SciPy: Interpolation 3 dimension data

In many calculations in the 1, 2 or 3 dimensional data we only have calculated values in the points of our

calculating grid, but for the further analysis we need to know, at least approximated values in any points

within the range of our domain.

In this article I will show, how to interpolate 3D domain with SciPy library.

Domain for interpolation

First of all, load libraries

import numpy as np
from scipy.interpolate import RegularGridInterpolator

At the second step we need to make a function to calculate our test function and create domain for

calculations.

# this is our test function
def f(x, y, z):
return 2 * x**2 + 3 * y**2 + z
X, Y, Z = np.mgrid[0:5:10j, 0:10:20j, 0:20:40j]
data = f(X, Y, Z)

for working with RegularGridInterpolator it is necessary to use mgrid, or meshgrid with options

indexing='ij', sparse=True.

Initializing and using Interpolator

When data is calculated in every point, it is necessary to initialize interpolator. At the moment, in 3D

space, only "linear" and "nearest"methods are available.
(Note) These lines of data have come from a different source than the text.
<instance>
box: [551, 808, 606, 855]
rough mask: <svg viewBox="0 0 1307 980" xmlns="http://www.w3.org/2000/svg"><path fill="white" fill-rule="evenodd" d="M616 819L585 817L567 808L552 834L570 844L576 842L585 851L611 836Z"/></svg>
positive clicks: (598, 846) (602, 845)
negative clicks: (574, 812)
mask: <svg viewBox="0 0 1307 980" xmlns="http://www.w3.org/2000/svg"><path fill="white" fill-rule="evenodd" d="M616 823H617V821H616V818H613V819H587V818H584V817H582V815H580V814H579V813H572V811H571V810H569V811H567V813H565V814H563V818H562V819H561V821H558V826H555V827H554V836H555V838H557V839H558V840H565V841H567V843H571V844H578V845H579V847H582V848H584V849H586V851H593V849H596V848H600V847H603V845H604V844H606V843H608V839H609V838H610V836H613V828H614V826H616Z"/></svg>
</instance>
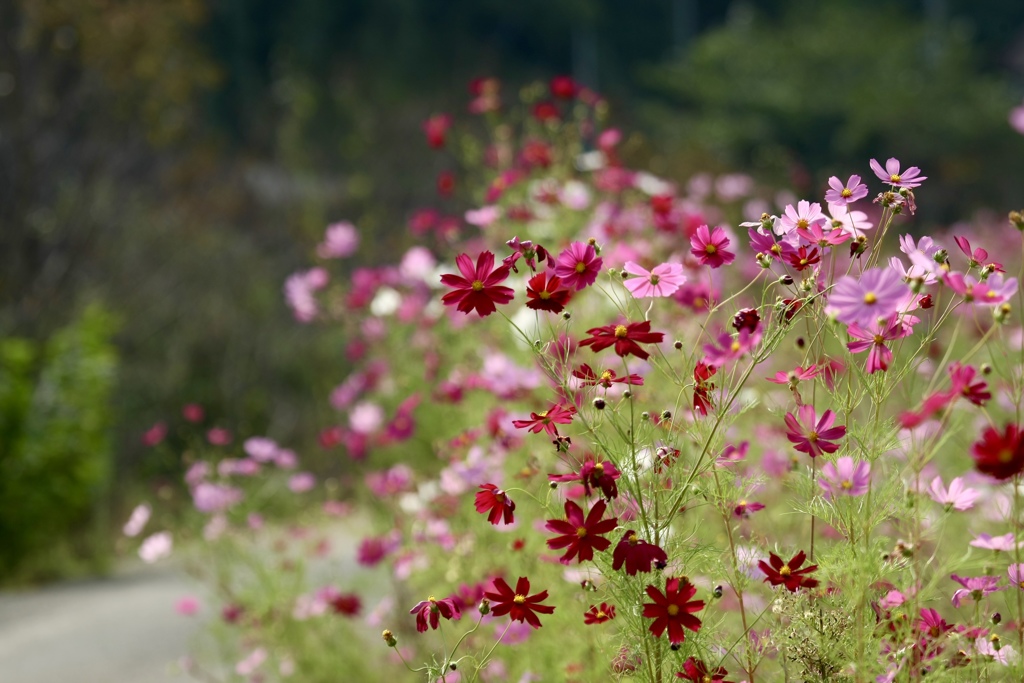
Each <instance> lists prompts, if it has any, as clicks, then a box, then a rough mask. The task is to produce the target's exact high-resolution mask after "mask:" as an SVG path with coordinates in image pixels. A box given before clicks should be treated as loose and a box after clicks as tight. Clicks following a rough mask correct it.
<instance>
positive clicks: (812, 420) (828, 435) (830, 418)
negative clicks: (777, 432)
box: [785, 405, 846, 458]
mask: <svg viewBox="0 0 1024 683" xmlns="http://www.w3.org/2000/svg"><path fill="white" fill-rule="evenodd" d="M797 412H798V413H799V414H800V420H799V421H798V420H797V418H796V417H794V415H793V413H786V414H785V426H786V427H787V428H788V429H790V431H788V432H786V434H785V437H786V438H787V439H790V440H791V441H792V442H793V443H794V446H793V447H794V450H795V451H798V452H799V453H806V454H807V455H809V456H810V457H811V458H816V457H818V456H820V455H821V454H822V453H836V452H837V451H839V443H833V441H835V440H836V439H840V438H843V437H844V436H845V435H846V426H845V425H840V426H839V427H833V425H834V424H835V423H836V414H835V413H833V412H831V411H825V412H824V415H822V416H821V419H820V420H818V423H817V424H816V425H815V424H814V420H815V417H816V416H815V413H814V407H813V405H801V407H800V408H799V409H797Z"/></svg>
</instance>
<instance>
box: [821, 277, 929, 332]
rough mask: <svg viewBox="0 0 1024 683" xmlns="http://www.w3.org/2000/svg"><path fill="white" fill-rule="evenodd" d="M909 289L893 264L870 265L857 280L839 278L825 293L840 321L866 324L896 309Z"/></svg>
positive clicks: (837, 317)
mask: <svg viewBox="0 0 1024 683" xmlns="http://www.w3.org/2000/svg"><path fill="white" fill-rule="evenodd" d="M909 291H910V289H909V288H908V287H907V286H906V284H905V283H904V282H903V280H902V279H901V278H900V276H899V273H898V272H896V271H895V270H893V269H892V268H871V269H869V270H865V271H864V272H863V273H861V275H860V279H859V280H857V279H856V278H853V276H851V275H846V276H844V278H840V279H839V281H838V282H837V283H836V286H835V287H834V288H833V291H831V294H829V295H828V305H829V306H831V307H833V308H835V309H836V318H837V319H838V321H839V322H840V323H847V324H850V323H856V324H858V325H861V326H863V325H869V324H870V323H872V322H874V321H877V319H878V318H880V317H889V316H890V315H892V314H893V313H895V312H896V311H897V310H898V309H899V305H900V303H902V301H903V299H904V297H906V295H907V294H908V293H909Z"/></svg>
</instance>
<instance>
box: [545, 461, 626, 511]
mask: <svg viewBox="0 0 1024 683" xmlns="http://www.w3.org/2000/svg"><path fill="white" fill-rule="evenodd" d="M620 476H622V473H621V472H620V471H618V468H616V467H615V465H614V463H612V462H611V461H609V460H606V461H604V462H603V463H598V462H596V461H595V460H594V454H590V453H589V454H587V457H586V458H585V459H584V462H583V466H581V468H580V472H579V473H572V474H549V475H548V479H549V480H551V481H558V482H559V483H565V482H568V481H582V482H583V486H584V490H585V492H586V494H587V496H590V492H591V488H592V487H593V488H600V489H601V493H602V494H603V495H604V497H605V498H606V499H608V500H609V501H610V500H611V499H613V498H617V497H618V485H617V484H616V483H615V479H617V478H618V477H620Z"/></svg>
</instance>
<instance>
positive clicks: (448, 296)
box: [441, 251, 515, 317]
interpolator = RegularGridInterpolator((X[:,0,0], Y[0,:,0], Z[0,0,:]), data, method='linear')

When the interpolator is initialized, we can ise it for calculation values for any points within our domain.

pts = np.array([[2.23, 3.58, 10.3],
[4.34, 8.22, 17.21]])
print(interpolator(pts))
# [ 58.86455114 257.7785469 ]
print([f(2.23, 3.58, 10.3), f(4.34, 8.22, 17.21)])
# [58.69499999999999, 257.5864]

The interpolation looks pretty close to real values.

Published: 2022-10-10 22:24:57